I won’t go into a moment-by-moment breakdown, because there’s just been too many annoying things that happened this year that cost money.
In fact, in many ways it feels like it’s just been bad thing after bad thing financially since covid started two years ago.
Some of the negative financial events were triggered by the Canadian government being slow to return certain documents, or my accountants not advising me how certain things might play out now based on choices I made in the past.
There were good reasons for document delays, such as covid, but it’s uncanny how a few weeks after I’d miss a deadline, a document would finally come through. Some of this had to do with home loan refinancing, sometimes it was tax related for me personally or my companies.
It’s reached the point now that I just have to laugh when yet another completely avoidable problem surfaces, that will end up costing a few thousand dollars to fix.
I also lost money because of my own poor investment choices.
Like many, I got caught up in the hype around investing in SPACS. At first it was just some frustrating misses where I could have had big gains after deal announcements, but my money was locked away due to the aforementioned frustrating situations.
Eventually I did get one SPAC hit (a merger with an electric charging company – nice!) and locked in some profits selling my investment shortly after announcement. I also cautiously pulled in some smaller gains prior to deal announcements, when SPAC stocks were riding high due to hype.
Unfortunately all my gains were wiped out and losses came through when everything crashed this year. SPAC losses weren’t that bad because I had locked in those profits, but when you combine them with crypto loses, and just broad stock market loses, including the odd brain fart trying to day trade a hyped-up reddit stock, my investment portfolio took a hammering.
Some of these losses are only on paper as I type this, since for example I’m still holding my crypto that’s down as much as 80%-90% – ouch!
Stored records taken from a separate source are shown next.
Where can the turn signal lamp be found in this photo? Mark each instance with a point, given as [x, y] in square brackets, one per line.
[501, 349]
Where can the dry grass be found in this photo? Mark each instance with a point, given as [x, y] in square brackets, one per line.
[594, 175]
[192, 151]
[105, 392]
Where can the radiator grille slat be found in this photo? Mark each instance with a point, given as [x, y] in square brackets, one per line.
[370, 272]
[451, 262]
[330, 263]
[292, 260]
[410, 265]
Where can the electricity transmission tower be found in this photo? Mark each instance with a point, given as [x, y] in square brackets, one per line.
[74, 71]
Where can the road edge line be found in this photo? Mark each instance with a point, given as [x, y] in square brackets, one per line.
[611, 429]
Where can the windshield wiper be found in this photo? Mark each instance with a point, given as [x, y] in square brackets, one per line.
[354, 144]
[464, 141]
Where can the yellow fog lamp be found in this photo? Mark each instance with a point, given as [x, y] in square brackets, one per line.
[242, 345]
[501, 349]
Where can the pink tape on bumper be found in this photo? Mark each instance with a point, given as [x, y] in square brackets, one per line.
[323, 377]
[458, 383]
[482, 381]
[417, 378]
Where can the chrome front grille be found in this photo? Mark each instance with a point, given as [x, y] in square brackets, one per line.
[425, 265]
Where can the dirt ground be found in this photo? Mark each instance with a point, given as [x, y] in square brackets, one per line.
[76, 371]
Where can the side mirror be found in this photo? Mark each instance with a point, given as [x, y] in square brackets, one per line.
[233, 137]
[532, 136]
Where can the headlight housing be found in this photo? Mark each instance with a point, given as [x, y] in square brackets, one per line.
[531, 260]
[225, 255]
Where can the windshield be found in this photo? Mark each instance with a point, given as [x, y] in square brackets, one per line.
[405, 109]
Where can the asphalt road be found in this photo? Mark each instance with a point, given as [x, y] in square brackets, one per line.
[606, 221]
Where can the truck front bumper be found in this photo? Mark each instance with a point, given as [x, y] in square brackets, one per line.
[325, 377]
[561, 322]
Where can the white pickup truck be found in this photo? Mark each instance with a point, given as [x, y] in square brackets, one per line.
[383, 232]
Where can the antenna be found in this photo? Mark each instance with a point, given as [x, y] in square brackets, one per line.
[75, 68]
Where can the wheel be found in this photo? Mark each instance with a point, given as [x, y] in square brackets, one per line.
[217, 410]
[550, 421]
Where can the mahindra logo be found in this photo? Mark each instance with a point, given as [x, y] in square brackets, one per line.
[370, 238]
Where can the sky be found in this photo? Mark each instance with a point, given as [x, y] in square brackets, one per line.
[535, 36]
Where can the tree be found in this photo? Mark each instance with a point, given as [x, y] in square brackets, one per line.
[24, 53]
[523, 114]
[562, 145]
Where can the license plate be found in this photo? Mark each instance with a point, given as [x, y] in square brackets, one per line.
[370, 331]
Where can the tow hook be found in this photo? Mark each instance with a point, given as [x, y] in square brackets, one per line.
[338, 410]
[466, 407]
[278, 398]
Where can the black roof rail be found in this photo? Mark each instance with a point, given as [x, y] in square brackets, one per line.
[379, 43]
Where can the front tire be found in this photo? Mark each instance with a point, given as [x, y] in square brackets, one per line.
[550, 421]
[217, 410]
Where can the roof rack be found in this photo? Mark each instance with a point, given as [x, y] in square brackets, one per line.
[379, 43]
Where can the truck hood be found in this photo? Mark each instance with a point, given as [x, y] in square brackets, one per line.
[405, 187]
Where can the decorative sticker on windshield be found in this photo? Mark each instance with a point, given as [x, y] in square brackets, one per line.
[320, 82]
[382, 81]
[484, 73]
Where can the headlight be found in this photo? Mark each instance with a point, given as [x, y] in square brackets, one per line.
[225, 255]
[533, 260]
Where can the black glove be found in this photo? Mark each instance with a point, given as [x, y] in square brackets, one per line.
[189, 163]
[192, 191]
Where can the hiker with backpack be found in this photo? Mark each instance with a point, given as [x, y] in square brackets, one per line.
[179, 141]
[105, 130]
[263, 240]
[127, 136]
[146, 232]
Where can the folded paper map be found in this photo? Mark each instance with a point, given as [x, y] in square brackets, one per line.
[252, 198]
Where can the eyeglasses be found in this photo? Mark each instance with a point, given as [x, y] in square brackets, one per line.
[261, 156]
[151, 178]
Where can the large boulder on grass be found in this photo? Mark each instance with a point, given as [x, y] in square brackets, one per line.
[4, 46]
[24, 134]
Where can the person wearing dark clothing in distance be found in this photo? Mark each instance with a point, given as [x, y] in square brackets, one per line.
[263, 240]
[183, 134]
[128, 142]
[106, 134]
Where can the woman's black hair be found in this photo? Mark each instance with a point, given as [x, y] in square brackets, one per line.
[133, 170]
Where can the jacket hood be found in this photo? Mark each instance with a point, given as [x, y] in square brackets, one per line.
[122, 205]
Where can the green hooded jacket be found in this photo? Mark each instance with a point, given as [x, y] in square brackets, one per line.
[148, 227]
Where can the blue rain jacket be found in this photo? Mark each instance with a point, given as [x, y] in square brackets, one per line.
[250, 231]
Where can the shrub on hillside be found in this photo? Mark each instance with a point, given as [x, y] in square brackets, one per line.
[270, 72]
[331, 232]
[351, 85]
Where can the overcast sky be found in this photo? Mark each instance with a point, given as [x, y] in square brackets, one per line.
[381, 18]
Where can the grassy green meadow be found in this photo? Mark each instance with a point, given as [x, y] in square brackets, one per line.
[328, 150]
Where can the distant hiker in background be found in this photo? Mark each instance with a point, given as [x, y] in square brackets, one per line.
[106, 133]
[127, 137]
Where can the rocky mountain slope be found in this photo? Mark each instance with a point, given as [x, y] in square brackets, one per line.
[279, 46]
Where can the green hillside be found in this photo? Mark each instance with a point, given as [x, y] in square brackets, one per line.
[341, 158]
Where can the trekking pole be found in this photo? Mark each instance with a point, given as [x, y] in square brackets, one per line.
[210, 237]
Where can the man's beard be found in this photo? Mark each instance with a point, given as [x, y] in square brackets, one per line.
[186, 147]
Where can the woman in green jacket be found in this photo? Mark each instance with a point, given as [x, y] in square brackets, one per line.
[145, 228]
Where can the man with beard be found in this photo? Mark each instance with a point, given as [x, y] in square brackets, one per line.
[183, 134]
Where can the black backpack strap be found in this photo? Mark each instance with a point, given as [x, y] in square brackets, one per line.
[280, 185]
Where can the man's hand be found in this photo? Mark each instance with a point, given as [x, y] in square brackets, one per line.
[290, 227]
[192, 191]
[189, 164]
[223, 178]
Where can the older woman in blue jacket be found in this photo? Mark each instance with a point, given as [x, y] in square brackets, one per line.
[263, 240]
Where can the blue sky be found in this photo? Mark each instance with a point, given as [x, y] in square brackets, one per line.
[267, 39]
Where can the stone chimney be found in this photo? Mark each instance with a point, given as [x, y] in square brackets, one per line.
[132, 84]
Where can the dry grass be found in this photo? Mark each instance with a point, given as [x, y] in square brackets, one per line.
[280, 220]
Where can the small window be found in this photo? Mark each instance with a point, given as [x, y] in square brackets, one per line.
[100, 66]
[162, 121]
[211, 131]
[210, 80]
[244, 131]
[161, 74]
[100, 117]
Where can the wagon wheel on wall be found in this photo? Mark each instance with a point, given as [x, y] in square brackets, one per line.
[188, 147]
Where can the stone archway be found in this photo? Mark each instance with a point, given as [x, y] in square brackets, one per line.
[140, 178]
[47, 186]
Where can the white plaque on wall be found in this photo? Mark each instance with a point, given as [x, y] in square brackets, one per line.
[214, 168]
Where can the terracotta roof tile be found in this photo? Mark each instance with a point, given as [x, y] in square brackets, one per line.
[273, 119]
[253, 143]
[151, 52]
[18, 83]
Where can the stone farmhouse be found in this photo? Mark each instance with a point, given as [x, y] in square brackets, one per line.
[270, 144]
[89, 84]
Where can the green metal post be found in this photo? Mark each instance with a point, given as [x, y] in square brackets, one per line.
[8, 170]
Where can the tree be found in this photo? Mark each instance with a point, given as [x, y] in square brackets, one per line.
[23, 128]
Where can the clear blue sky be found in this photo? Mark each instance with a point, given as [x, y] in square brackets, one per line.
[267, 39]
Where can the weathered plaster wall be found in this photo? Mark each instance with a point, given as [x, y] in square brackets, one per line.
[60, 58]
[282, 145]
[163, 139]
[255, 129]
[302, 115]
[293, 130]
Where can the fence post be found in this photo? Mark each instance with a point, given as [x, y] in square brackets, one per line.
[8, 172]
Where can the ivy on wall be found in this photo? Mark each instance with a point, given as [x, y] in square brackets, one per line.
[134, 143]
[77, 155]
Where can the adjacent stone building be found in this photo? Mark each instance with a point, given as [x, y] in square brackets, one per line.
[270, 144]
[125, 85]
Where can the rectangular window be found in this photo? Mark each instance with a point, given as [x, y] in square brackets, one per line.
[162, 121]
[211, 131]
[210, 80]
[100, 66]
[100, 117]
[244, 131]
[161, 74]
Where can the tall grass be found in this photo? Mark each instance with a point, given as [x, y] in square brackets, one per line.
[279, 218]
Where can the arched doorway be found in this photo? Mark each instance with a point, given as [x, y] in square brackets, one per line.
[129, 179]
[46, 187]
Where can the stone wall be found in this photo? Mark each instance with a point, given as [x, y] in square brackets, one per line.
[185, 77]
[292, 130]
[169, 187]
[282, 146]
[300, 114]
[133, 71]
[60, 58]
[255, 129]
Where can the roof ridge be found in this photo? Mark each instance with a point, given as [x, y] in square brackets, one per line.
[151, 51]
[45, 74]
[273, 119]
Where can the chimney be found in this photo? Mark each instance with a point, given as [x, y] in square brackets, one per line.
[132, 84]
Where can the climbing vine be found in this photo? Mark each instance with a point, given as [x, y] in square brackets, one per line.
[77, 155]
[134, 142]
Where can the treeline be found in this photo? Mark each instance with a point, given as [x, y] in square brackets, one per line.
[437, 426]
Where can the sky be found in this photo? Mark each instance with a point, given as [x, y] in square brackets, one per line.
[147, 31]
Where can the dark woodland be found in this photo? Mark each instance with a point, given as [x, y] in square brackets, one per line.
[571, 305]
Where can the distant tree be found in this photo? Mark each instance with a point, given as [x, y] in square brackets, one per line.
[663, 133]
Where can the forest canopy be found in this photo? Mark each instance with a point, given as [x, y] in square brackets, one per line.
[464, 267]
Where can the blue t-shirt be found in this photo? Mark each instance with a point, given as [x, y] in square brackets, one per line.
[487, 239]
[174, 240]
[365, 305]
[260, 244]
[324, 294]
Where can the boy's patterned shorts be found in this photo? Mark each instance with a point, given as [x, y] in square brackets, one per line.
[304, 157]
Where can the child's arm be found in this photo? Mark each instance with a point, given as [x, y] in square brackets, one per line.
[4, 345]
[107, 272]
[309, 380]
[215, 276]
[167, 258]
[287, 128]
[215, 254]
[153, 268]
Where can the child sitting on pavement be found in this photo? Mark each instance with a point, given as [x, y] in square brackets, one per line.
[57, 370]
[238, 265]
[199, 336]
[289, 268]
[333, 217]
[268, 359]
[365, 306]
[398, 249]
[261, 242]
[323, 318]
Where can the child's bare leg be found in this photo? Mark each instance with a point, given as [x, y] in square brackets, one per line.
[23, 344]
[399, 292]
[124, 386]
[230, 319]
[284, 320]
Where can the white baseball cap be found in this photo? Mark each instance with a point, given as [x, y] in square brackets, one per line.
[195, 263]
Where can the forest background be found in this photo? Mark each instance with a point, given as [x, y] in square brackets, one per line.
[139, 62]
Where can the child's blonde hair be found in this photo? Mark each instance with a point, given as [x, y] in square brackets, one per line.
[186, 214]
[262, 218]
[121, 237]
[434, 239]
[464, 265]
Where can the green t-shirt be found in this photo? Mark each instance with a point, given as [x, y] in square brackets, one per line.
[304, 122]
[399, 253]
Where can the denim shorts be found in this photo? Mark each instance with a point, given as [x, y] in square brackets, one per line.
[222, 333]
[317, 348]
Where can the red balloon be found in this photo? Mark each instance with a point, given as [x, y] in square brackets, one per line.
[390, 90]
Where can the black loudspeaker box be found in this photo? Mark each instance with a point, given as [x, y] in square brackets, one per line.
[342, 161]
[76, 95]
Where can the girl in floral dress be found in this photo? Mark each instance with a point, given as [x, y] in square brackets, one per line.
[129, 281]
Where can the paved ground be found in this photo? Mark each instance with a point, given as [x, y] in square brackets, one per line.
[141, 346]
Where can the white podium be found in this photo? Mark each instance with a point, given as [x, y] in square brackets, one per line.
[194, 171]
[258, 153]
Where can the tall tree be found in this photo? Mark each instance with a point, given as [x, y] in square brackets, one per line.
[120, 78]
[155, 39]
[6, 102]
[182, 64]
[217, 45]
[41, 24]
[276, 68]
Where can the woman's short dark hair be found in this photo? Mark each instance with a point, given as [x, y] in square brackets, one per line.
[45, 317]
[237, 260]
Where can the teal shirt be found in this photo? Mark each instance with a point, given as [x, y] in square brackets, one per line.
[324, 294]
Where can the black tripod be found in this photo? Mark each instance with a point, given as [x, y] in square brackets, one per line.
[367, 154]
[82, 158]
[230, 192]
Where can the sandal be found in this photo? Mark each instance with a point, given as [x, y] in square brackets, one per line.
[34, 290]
I also don’t touch my main long term investment portfolio, held in a low-fee trading platform in Canada. I switched this portfolio to ‘moderate’ mode rather than ‘high-growth/high risk’ mode months before the crash, so while it is down, it’s not catastrophic.
Unfortunately, none of these things compare to the worst news of all in 2022 — Russia invaded Ukraine.
The experience of watching one country invade another, with the world’s second largest army used to destroy lives in a peaceful next door neighbour, is horrifying.
At times this year I’ve been incredibly sad and disappointed with humanity, all of us — that we can still do this to each other in 2022, when we are supposed to be enlightened, with flying cars and everything.
That we still live in societies that support structures that allow one person to have so much power that they can make a decision to send hundreds of thousands of their own people to die, as they invade and kill thousands of innocent neighbours — and these soldiers willingly follow the orders! — is just so sad.
Plus, we devote so much of our resources to support the military industrial complex, because if we don’t, we won’t have the means to stop one of these crazies when they do decide to attack others!
It’s a vicious cycle that we’ve been caught up with for our entire history on this planet. I know it’s getting better – we are getting better – and we’ve never had it better than we do now (thanks Peter Diamandis!), but this form of war should be a relic of our terrible past, not something I am watching on YouTube in 2022.
Back in 2018, I decided to take my crypto winnings from 2017 and build a solar farm and also purchase and renovate an apartment, in Lviv, Ukraine.
I was okay with this unusual risk, because in my mind this money was ‘extra’, almost like winnings from gambling. I also loved the idea of building something physical, something in green energy, that could help the locals in the country where my father was born.
Of course, most important of all, it was also going to be a good investment decision, at the very least returning double my initial capital during a 10 year period, distributing income each year. It was, in my mind, sort of like an annuity, an income stream I could rely on for the next decade or more.
At the time I made the choice to invest in Ukraine I was aware that Russia was not a friendly country, yet a full scale invasion seemed like an outlier event. We even laughed a little about it when I discussed the possibility with my co-founder in Ukraine.
Ukraine appeared very much like an up and coming country, full of talented people, amazing food and culture — all of which I had experienced after spending quite a bit of time there. It seemed like a great place to invest in, with entry to the European Union coming on the horizon.
Everything went according to plan in 2018-2019. The solar farm was completed, my apartment renovation was done, and I even lived there for a little while during my 40th birthday party celebration in July 2019.
I took some amazing photos and videos with my friends, family and co-founder in front of the solar farm. Then I returned to Canada, content that all was well with my investments.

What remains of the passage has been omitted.